Bookends I - Before

by Tem-ve H'syan

Title: Bookends I - Before
Author: Tem-ve H'syan tem-ve@gmx.de
Pairing: Q/O pre-slash
Rating: PG-13 for irresponsible but unvoiced thoughts about a teenager
Summary: Qui-Gon contemplates his sleeping Padawan.

Notes: Originally published in the MA Fundraiser zine, so thanks to Lori for releasing this early. This piece and its companion piece, Bookends II - After, are very short and contemplative and also very very mushy by my standards. Apologies to Plato for nicking one of his ideas in this one :)

Warnings: Uh. mush? :)

BOOKENDS I: Before

Level with the clouds

Your face as you lie sleeping

Three small upward curves

It is almost enough to make me a poet; only when you are not looking, of course, my earnest, eager, copper-edged apprentice. Copper-edged, that is what your eyes are, even more so when they are closed, two rows of thick and improbably long lashes forming a small relaxed curve.

Ah, the ability of youth to fall asleep just about anywhere.

I should be joining you, of course, in sleep at least if not in the co-pilot seat where you drifted off pretty much the minute we had engaged the engines and lifted off this blasted planet. The auto-pilot took over minutes ago, and by rights I should know there is nothing left for me to do, not when the thick acidic cloud layer shrouds the ship in soft featureless grey. Human eyes are useless for navigation from this point onwards.

But I am not looking at the clouds. I am looking at you, my Obi-Wan.

I should be doing the responsible Master thing and pick you up in my arms, my apprentice of fourteen months, and carry you to the bunk at the back of the ship that is yours only by dint of being slightly shorter. You don't yet fill it as I would with my embarrassingly long limbs, though you have been making a creditable effort at matching my height recently; that is why I am reluctant to carry you. I would almost certainly wake you with that hard-won grunt of effort, and that is simply not worth it.

You have never been one to complain about hard beds, or aches and pains in the morning.

Maybe you just don't get aches and pains. Maybe I am just getting old. Not that you would have any of that, not when you are awake with those steel-grey eyes fixed on me with a stare that plainly says 'don't be ridiculous, Master'. You are hard on me, Obi-Wan, hard. Not because you question my wisdom or strike out at me with your hands when I tell you to; you would not be an apprentice of mine if you did not do so. Not even because with every passing day you remind me of what a fool I was to even entertain thoughts of renouncing you.

But you are hard on me. Because I am having to keep myself from getting hard for you.

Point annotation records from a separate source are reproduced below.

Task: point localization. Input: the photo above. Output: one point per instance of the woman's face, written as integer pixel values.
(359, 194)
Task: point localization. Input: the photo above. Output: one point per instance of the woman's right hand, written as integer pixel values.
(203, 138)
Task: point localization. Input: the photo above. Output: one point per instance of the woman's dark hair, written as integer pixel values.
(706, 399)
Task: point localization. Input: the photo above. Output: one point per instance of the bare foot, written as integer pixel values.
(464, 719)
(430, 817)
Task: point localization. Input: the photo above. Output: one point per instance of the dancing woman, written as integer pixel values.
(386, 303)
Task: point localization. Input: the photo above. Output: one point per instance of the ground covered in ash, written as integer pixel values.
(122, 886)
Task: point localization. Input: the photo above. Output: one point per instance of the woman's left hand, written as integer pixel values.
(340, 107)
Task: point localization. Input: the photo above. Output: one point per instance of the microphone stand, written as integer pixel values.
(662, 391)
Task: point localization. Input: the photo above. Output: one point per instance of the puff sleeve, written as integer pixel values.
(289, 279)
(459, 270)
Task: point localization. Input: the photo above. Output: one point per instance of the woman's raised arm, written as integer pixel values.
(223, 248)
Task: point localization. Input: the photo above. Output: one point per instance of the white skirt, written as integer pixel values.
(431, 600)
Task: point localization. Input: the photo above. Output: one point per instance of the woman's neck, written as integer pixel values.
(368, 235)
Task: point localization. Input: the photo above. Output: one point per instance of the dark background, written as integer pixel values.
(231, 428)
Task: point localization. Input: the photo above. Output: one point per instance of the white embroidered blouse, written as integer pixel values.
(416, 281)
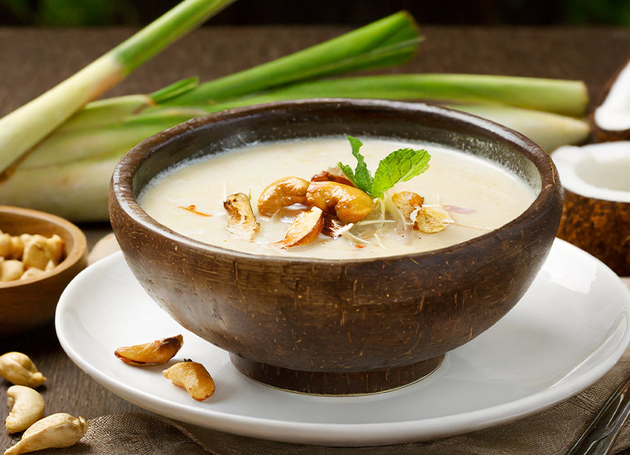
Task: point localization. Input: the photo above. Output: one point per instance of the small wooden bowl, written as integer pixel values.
(30, 303)
(336, 326)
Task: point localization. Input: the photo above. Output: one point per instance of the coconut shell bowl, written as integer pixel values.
(336, 327)
(29, 303)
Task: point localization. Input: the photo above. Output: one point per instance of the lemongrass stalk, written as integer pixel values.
(550, 95)
(76, 191)
(549, 131)
(111, 138)
(389, 41)
(103, 112)
(26, 126)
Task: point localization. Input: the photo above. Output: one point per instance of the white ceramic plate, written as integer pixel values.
(569, 329)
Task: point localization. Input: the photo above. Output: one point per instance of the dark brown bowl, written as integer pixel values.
(336, 326)
(27, 304)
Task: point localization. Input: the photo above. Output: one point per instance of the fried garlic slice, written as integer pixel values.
(240, 216)
(156, 352)
(304, 230)
(407, 202)
(430, 220)
(193, 377)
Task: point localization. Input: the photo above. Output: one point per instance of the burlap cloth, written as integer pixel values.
(551, 432)
(548, 433)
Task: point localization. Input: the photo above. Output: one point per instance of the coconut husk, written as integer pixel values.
(599, 227)
(601, 134)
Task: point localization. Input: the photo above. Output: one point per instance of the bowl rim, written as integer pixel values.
(79, 246)
(122, 179)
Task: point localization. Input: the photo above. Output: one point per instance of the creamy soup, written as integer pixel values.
(476, 195)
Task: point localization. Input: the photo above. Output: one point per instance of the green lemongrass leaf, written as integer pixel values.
(556, 96)
(114, 139)
(325, 59)
(76, 190)
(22, 129)
(174, 90)
(98, 114)
(399, 166)
(548, 130)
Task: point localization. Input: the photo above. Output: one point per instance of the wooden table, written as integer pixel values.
(33, 60)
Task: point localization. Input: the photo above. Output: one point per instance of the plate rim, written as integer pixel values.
(347, 434)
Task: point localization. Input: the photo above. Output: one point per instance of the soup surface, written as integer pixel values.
(477, 195)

I am keeping myself from doing that, of course; anything else would be unimaginable at your tender age, with our tender bond still new and strained from the wild ride that was our first mission. If there is one thing I am certain of, it is that it's not your intention to arouse those feelings in me, and as such they will have to be reined in - until such time as you are old enough to maybe have such intentions.

An old man may dream, may he not?

Sleep, my Padawan. Sleep, with your lashes closed and your lips small and soft, a third gentle curve in your young unlined face. You sleep with your mouth slightly open when you are agitated, as if you can't draw enough breath to fuel your dreams. Now, your lips are closed, the small furrow between your brows vanished, and almost all traces of injury disappeared save for a faint cloud of faded bruises above your right eye.

The Teltde, denizens of the inhospitable world we have just left behind, had been responsible for those, and for the deep gash across your forehead that has faded to a thin scar, pale amid the shades of blue and yellow. They claimed it had been an accident, and you could not honestly prove them wrong. You bore it well, with all the grace of a Jedi, standing there, returned to me, with the blood trickling down your face like tears.

Something in me broke open then, and I remembered.

It had been they, the wary and violent Teltde, who had attempted an explanation for what it was that is now keeping me spellbound staring at your face. People, so they taught their children, had once been whole and happy, powerful creatures with eyes surveying all around them and arms encompassing the whole world - before the wrath of some jealous deity had cut them down to their present size, splitting them down the middle, leaving the world populated with helpless, bumbling half-people smarting from their separation.

We have two eyes and two arms as a result of that, and the pain we feel in our middle now and then is the scar from the cut that made us into mere humans.

I could hear your amused irreverent laughter, Obi-Wan, if you were awake now, but you are not, and I feel a little less embarrassed as I find myself touching my forehead in search of the matching scar.

You will be a great Jedi one day, my apprentice, and a whole and powerful man even without me, a man who needs fear no mythology.

But for now, while you are with me, allow me to watch over you.